Sunak confirmed several major updates to the UK’s Brexit plans for adopting EU rules frameworks in a written statement that will radically impact the country’s securities services market participants.


The chancellor of the exchequer explained that the EU is in the process of implementing a range of provisions on capital markets, with some aspects applying before and after the end of the transition period.


According to Sunak, the government will consider the future approach to the UK’s settlement discipline framework, given the importance of ensuring that regulation facilitates the settlement of market transactions in a timely manner while sustaining market liquidity and efficiency.


As such, the UK will not be implementing the EU’s new settlement discipline regime, set out in the CSDR, which is due to apply in February 2021.


UK firms should instead continue to apply the existing industry-led framework.
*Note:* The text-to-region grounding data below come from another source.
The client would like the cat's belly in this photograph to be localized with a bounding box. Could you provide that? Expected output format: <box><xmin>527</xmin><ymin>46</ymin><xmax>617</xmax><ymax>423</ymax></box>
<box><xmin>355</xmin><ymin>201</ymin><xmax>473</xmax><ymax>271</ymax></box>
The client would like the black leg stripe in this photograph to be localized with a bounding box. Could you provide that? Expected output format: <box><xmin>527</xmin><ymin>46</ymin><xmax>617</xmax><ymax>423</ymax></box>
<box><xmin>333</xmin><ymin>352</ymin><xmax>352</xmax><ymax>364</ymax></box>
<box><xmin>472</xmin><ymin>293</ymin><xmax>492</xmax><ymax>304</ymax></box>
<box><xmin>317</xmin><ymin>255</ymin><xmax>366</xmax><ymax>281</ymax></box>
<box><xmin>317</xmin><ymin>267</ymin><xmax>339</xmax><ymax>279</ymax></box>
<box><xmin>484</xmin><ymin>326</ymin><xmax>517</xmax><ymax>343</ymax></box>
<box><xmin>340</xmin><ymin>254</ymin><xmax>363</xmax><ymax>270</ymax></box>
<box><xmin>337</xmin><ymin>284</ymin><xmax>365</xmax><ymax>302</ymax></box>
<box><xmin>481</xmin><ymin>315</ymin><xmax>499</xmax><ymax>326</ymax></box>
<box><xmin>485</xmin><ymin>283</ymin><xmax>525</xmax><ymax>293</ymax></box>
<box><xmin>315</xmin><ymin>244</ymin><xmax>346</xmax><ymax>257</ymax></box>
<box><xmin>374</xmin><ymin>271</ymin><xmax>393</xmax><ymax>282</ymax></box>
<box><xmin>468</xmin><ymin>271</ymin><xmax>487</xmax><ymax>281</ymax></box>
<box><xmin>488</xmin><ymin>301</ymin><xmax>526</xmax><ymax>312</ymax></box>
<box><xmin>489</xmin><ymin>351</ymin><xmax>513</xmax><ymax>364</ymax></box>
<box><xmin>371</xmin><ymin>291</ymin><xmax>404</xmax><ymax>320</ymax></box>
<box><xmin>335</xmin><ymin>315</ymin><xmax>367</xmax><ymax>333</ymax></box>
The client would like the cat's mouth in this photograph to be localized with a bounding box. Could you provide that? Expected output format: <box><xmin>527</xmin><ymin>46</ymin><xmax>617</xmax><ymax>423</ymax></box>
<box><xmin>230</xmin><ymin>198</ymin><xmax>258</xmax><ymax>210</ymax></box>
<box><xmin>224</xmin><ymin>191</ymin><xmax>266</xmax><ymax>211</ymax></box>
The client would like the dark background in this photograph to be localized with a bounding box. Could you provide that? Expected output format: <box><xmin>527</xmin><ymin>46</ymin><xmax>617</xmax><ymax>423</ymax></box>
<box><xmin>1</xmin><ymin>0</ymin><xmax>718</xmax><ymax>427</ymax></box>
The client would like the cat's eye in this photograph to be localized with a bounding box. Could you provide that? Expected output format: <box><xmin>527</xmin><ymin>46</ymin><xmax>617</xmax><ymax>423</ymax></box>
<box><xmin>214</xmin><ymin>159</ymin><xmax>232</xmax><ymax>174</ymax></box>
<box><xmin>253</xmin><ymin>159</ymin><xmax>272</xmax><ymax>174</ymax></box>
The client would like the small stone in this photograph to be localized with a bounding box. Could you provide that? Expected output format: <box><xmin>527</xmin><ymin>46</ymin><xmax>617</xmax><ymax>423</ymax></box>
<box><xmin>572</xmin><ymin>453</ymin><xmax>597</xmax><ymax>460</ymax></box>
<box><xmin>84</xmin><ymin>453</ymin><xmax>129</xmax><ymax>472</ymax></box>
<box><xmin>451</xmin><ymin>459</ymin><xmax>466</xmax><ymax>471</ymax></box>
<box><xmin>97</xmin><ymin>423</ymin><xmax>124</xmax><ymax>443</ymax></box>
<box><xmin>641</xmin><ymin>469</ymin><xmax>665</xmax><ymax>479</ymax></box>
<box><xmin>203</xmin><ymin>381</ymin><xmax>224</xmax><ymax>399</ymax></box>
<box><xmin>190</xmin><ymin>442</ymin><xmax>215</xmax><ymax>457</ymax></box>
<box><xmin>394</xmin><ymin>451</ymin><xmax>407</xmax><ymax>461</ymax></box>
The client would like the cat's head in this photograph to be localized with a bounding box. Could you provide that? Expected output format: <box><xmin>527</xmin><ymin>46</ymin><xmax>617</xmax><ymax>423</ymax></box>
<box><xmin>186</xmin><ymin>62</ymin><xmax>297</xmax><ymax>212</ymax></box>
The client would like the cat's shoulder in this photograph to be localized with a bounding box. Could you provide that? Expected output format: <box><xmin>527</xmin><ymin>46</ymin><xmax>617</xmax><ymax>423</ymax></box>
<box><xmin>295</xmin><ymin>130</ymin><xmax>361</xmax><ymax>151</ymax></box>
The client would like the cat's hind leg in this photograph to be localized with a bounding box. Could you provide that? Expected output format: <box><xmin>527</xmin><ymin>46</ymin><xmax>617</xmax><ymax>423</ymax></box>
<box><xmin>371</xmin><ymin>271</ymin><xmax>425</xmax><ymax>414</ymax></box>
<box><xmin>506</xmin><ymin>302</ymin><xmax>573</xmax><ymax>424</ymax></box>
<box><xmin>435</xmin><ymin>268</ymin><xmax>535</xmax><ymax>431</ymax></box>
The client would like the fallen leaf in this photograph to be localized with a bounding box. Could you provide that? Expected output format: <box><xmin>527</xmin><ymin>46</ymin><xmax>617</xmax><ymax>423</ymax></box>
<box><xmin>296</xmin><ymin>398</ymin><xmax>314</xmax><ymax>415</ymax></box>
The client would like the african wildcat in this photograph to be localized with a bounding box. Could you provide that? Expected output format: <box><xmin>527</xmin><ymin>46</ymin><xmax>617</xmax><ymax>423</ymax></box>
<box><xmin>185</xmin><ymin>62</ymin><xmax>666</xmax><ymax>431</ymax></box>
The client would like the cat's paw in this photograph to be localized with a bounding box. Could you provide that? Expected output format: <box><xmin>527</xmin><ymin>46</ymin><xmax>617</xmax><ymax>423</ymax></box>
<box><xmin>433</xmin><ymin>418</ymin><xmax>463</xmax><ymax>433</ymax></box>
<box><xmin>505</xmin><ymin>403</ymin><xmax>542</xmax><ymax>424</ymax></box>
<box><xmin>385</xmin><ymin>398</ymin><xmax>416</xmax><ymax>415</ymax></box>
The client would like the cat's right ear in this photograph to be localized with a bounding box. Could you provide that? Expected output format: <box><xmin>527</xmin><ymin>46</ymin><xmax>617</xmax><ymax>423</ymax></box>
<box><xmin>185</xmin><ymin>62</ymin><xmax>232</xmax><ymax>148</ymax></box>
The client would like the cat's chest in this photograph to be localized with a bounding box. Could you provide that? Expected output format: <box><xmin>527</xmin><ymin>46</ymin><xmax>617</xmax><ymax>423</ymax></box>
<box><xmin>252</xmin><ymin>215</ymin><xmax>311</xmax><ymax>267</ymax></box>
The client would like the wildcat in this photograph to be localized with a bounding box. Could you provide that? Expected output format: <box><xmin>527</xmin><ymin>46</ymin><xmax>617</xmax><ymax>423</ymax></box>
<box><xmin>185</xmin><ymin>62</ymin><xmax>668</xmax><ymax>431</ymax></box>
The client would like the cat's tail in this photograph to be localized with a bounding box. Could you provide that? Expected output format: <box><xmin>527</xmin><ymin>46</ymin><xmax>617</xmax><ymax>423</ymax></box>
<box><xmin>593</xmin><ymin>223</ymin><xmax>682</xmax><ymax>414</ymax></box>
Any future legislative changes will be developed through dialogue with the financial services industry, and sufficient time will be provided to prepare for the implementation of any new future regime, Sunak explained.


Additionally, the UK will not be taking action to incorporate into UK law the reporting obligation of the EU’s Securities Financing Transactions Regulation (SFTR) for non-financial counterparties, which is due to apply in the EU from January 2021.


Elsewhere, Sunak affirmed that HM Treasury is planning to set out further detail on upcoming legislation including the term packaged retail investment and insurance-based products (PRIIPs).